A few days ago, an old "vulnerability" of WhatsApp re-appeared in the media. The Guardian published this article calling the vulnerability a "backdoor". The article cites these findings of Tobias Boelter, a security researcher at UC Berkley.
The "vulnerability" is that WhatsApp automatically retransmits messages that have not been received by a client after that receiver changes encryption keys. The receiver is not notified of the key change and the sender is only notified if they switch on an option (which is disabled by default) buried deep in the account settings.

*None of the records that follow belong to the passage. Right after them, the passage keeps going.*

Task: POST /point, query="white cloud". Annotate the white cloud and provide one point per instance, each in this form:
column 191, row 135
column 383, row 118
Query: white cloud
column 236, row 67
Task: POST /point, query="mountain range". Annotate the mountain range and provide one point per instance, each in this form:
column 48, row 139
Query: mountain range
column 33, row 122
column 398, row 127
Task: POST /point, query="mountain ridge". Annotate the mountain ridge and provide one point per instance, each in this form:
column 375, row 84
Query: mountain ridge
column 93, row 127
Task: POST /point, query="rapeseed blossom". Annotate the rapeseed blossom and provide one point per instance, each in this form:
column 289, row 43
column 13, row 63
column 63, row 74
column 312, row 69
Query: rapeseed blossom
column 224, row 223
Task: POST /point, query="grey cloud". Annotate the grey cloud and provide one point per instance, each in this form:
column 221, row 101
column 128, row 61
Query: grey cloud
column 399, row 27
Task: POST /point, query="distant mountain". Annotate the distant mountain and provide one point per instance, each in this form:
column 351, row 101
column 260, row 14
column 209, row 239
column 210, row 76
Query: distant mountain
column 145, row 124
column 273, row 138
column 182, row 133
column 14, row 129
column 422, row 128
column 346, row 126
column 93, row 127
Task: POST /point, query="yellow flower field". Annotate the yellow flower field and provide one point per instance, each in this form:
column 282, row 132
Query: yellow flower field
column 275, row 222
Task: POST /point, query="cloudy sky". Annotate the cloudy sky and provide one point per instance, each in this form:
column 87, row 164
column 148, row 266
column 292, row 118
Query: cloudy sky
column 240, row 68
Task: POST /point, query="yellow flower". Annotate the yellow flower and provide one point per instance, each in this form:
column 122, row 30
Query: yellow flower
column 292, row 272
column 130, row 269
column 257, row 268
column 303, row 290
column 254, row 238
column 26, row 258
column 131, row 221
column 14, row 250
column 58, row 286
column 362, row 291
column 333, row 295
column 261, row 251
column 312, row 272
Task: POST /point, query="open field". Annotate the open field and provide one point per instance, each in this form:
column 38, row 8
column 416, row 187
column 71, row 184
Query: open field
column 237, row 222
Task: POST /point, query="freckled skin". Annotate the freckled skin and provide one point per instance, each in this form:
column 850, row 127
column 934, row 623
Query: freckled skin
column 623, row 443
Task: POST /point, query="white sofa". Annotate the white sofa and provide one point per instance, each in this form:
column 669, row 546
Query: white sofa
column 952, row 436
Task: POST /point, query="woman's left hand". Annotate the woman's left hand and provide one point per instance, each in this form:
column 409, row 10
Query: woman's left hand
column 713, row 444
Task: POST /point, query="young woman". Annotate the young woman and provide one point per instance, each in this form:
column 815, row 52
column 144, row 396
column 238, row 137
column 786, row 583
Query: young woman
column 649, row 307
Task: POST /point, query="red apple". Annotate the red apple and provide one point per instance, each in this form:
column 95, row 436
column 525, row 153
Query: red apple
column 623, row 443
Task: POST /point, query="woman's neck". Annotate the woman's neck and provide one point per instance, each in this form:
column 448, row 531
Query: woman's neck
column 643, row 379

After a rather general response from Facebook/WhatsApp ("We do not have a backdoor"), Open Whisper Systems, the maker of the Signal protocol that powers WhatsApps E2E encryption, now responded directly to the article in this blog post. Both are essentially claiming that this is not a vulnerability but a UX issue (whether or not to prominently notify the user of the change of encryption keys). Tobias Boelter again responded in this blog article, saying that it is a vulnerability that would allow an attacker to "wiretap targeted conversations".
My question is: What does a real-life attack look like that would exploit this vulnerability?
I firmly believe that very few people actually dig three levels deep into the WhatsApp settings to enable the security notifications, so let's assume that most people could be attacked without seeing the warning about a change in cryptographic keys. How, then, could a motivated attacker take over Alice's end of a WhatsApp conversation without Bob noticing?
It seems this would require the attacker to temporarily block Alice's access to WhatsApp (putting her offline, leaving Bob's messages undelivered) and then take over her WhatsApp account (how?). As long as the attacker could thereafter impersonate Alice reasonably well, Bob - not being shown a warning about the key change - would then believe he's still communicating with Alice.